Bring Meaning to Work and Purpose to Spirituality
The ‘Economist’ magazine this week featured several very thoughtful articles on the dysfunctions of contemporary macroeconomics: ‘wealth without workers, workers without wealth’, ‘the disappearance of middle class in developed economies’ and ‘arrested development’ in the developing countries. The ‘Economist’ attributes such macroeconomic challenges to the fundamental characteristics of the 3rd wave of industrialization and governments’ failure of responding to it. Unlike the first two waves of industrializations that involved large number of workers in transforming physical assets, the 3rd wave is driven digitally by tech giants such as Google, Facebook or Alibaba that command huge market valuations but employ relatively few workers. The net result is concentration of wealth in talented (and lucky) few.

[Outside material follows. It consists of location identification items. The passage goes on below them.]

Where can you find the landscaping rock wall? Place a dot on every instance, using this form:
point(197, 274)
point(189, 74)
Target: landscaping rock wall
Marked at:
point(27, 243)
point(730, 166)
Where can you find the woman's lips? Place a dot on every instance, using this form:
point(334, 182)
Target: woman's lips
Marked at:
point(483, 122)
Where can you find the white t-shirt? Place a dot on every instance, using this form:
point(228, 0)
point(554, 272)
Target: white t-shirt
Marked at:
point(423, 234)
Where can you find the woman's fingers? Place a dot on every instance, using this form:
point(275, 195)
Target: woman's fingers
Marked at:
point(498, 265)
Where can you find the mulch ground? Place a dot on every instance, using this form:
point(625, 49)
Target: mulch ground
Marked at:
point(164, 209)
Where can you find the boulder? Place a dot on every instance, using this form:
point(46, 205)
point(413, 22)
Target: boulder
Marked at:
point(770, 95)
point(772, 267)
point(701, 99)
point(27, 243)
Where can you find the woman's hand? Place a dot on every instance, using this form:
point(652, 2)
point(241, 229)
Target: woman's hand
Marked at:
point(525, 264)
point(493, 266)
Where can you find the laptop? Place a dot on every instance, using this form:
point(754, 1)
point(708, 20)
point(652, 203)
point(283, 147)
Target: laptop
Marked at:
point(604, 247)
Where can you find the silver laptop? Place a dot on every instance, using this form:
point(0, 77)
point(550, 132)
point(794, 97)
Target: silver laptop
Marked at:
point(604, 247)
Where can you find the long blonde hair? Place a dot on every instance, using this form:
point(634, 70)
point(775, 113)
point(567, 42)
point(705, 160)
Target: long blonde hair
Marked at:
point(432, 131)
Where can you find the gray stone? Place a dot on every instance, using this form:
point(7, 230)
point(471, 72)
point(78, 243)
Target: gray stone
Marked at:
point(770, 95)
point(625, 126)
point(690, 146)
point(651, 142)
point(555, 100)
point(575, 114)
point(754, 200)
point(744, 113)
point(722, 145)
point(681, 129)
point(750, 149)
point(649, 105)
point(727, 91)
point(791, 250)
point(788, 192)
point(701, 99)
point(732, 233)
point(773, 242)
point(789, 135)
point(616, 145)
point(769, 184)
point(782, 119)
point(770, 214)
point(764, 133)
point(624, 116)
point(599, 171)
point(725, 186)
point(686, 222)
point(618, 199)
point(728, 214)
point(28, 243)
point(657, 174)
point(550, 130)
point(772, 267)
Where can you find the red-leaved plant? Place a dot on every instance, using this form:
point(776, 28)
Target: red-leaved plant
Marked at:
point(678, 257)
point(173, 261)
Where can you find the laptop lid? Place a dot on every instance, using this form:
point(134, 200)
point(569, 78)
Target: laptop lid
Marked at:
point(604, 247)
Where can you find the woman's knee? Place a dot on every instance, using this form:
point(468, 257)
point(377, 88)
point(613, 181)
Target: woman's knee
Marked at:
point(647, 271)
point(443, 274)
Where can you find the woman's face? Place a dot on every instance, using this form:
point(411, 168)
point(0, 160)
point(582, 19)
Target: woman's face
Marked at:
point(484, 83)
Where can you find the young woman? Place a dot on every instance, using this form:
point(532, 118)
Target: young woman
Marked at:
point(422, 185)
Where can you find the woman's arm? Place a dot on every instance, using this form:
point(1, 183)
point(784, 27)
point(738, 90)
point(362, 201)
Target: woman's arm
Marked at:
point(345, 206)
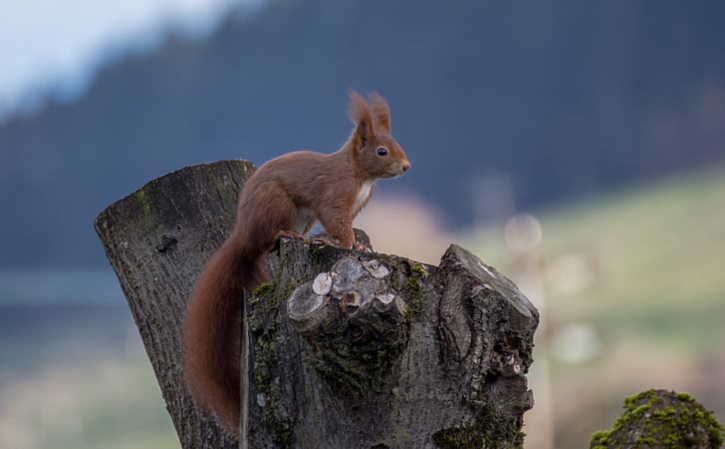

Classical Marxist economists would suggest government solutions similar to the ‘New Deal’ introduced by President Theodor Roosevelt to overcome the ‘Great Depression’ in the 1920-30s. The ‘Economist’ describes it as ‘politics must craft rules and institutions that harness technology to suit society’s values.’ That may very well turn out to be necessary. However, there is at least another and more organic mechanism other than forced wealth redistribution by government with inevitable side effects (e.g., bureaucracy). This 2nd mechanism would not only minimize undesirable government interventions but also provide an authentic path of transformation for the talented (and lucky) few. No, my definition of the talented and lucky few is not limited to Warren Buffet and Bill Gates of the world. I count myself among them. Having been born in then Communist China and growing up ‘poor’ by Western standard, I consider my current middle class status quite ‘wealthy’. What motivates me is no longer how to accumulate additional wealth but realize higher values that will make the world a better place for our children. The opportunities of acquiring and fulfilling such higher values are remarkably abundant, especially at the workplace. It coincides with remarkable transformations taking place today inside many global companies to upgrade corporate values from job security, winning, personal pride and authority to creativity, transparency, accountability and compassion. To be sure, this transformation is just beginning and no more than a trickle most of time. But the opportunity is real enough for most of us – the talented and lucky few. The only question is if we choose to act or at least try to acquire the skills to do so in small and incremental steps.